Lloyds Banking Group agrees heads of terms for its mandated divestment (‘Verde’)

19 July 2012

Lloyds Banking Group plc (‘The Group’) has agreed non-binding heads of terms with the
Co-operative Group plc (‘Co-operative’) for the mandated retail and commercial divestment known as Verde.

Upon completion (estimated by the end of November 2013), the Co-operative is expected to acquire:

  • 632 branches (which when combined with its existing network will have around 1,000 branches representing approximately 10 per cent of today’s UK network).
  • 4.8 million customers including 3.1 million personal current account customers, meaning the combined business will have approaching 7 per cent of today’s personal current account market.
  • A balance sheet of c. £24 billion with fully ‘matched’ assets and liabilities.
  • The TSB and Cheltenham & Gloucester (C&G) brands.

António Horta-Osório, Group Chief Executive, said: “Today’s agreement is an important step in meeting our obligations under the mandated sale of our branches. We believe the Co-operative will be a good owner for our business, customers and colleagues, and the combined banking business will be a significant competitor on the high street with nearly 10 per cent of today’s UK branch network.

“In agreeing to move ahead with the Co-operative we provide greater certainty for our customers and for our shareholders. In addition to an upfront consideration, we will also get to share in the future financial performance of the combined banking business which will be an effective challenger with a strong customer focus.”

The Verde branches and customer collateral will be rebranded to TSB from Summer 2013 and will transfer to the Co-operative at completion under this brand.

The Group will continue to work with the Co-operative to agree a sale and purchase agreement, with completion of the divestment expected by the end of November 2013.

The Group is having ongoing constructive discussions on the transaction with the relevant governmental and regulatory bodies, and will now seek formal approval for the terms of the divestment.

Under the heads of terms:

  • The Co-operative will pay the Group an initial consideration of £350 million, and up to an additional £400 million in present value – equivalent to around £800 million on a nominal basis – based on the performance of the Co-operative’s combined banking business from completion up to 2027.
  • The initial consideration will be funded through the sale by Co-operative of perpetual subordinated debt, underwritten by the Group.
  • The Group is expected to deliver the Verde business with £1.5 billion of equity capital assuming a standardised capital model.

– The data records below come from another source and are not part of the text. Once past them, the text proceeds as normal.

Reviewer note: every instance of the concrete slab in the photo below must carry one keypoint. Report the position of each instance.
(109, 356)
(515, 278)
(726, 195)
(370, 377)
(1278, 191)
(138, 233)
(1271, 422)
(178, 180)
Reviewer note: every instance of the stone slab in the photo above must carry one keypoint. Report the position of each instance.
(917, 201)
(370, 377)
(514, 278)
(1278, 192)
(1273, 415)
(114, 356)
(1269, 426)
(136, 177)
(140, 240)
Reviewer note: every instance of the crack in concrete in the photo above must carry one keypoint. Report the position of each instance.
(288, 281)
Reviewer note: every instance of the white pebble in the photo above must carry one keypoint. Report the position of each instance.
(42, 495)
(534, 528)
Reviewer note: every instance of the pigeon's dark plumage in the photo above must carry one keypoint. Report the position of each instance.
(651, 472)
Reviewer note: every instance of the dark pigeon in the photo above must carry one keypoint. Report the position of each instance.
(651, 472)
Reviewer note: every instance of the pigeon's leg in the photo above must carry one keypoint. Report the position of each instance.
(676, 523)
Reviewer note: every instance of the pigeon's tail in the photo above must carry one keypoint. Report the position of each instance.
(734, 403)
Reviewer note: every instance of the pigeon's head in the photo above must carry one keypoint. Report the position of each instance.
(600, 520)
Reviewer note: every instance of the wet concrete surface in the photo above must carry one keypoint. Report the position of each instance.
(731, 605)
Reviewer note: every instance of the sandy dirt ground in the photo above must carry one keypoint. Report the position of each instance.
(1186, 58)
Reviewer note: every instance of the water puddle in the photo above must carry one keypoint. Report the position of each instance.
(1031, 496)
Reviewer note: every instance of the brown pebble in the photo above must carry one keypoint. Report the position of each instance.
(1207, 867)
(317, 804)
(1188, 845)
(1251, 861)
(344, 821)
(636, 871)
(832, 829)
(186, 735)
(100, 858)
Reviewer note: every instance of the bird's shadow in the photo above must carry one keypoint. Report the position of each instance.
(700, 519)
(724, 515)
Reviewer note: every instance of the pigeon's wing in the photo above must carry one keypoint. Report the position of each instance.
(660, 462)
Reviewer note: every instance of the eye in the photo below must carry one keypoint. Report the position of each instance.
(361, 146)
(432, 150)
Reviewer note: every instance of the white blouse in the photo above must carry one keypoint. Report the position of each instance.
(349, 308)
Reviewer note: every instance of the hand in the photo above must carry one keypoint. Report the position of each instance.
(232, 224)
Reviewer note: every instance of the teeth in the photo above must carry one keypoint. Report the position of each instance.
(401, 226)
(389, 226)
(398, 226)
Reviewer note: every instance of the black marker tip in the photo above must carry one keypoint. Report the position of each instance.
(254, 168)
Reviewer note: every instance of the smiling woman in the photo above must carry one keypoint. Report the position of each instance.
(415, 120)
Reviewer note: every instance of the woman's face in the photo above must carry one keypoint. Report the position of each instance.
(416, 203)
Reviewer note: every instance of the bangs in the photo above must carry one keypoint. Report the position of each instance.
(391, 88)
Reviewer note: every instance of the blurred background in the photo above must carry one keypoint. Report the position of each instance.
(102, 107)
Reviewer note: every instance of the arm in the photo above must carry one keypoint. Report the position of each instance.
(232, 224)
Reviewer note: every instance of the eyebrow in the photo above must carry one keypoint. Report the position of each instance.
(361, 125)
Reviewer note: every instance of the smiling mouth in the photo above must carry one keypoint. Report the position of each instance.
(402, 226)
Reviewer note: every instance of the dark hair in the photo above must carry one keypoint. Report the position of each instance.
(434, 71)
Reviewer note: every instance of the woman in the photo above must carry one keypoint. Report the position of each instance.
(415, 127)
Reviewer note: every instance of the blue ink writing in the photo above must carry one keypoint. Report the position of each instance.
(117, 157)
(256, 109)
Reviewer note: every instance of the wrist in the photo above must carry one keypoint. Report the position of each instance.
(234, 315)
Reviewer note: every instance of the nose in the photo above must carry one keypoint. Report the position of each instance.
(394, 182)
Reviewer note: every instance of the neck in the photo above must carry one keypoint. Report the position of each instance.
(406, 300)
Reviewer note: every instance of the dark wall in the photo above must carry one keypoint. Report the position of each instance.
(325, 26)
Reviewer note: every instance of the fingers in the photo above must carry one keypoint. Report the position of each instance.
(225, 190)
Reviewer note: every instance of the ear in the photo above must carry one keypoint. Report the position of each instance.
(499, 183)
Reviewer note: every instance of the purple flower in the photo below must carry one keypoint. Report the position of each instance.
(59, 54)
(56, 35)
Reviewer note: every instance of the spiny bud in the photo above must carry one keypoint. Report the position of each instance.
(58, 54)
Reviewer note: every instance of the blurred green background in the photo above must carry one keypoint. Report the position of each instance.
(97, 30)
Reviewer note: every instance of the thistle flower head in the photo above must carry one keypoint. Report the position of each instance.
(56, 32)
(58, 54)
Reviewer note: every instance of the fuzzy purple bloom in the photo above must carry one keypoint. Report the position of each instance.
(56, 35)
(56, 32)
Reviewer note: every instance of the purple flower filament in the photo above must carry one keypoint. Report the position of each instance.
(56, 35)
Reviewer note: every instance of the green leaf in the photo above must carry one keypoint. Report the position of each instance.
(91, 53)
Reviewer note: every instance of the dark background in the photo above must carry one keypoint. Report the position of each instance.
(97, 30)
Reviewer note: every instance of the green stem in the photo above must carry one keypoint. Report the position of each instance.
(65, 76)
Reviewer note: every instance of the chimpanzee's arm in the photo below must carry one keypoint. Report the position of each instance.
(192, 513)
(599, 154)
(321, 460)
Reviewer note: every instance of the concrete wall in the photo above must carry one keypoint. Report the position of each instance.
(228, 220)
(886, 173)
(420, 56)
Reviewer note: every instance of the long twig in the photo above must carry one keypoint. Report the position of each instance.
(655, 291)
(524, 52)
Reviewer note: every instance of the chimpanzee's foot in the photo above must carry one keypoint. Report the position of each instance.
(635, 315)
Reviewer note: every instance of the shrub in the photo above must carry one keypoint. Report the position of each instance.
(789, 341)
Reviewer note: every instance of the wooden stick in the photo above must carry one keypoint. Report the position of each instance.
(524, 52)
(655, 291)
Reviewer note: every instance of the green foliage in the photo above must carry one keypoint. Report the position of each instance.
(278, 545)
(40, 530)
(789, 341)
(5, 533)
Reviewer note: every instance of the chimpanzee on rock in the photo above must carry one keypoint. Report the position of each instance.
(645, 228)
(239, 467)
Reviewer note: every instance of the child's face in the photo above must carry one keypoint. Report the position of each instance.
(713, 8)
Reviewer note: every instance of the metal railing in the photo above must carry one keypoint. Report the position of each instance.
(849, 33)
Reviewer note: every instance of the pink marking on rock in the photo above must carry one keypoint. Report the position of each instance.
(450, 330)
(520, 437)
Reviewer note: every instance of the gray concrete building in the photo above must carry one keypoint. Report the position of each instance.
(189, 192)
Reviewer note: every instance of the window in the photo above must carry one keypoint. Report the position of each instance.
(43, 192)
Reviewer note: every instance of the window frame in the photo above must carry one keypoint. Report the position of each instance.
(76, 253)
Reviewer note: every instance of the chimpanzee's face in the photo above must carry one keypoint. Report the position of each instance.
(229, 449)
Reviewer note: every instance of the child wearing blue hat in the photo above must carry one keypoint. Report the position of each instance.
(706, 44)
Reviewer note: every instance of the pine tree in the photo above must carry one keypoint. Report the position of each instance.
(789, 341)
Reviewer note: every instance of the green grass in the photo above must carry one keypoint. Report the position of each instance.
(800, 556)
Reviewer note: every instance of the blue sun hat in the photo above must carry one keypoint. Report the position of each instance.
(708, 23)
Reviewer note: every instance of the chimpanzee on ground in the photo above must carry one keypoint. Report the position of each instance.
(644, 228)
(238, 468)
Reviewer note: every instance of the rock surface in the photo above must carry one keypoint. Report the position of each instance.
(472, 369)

Under an Internal Ratings Based (IRB) capital model and subject to regulatory approval, the equity capital requirement is expected to be in the range of £1.2 billion to £1.4 billion. The Group intends to apply for an IRB approach to be adopted prior to completion.
  • The Verde business will have approximately £11 billion of risk weighted assets on a standardised basis.
  • The combined bank will ultimately operate on a separated version of the Group’s proven IT platform. This will be managed under a long-term service agreement.

The completion of the divestment is currently expected to be recognised in the Group’s 2013 financial statements. We expect that the loss on disposal will be broadly offset by lower capital requirements from a reduction in the Group’s risk weighted assets. The divestment is not expected to have a material effect on the future profitability of the Group.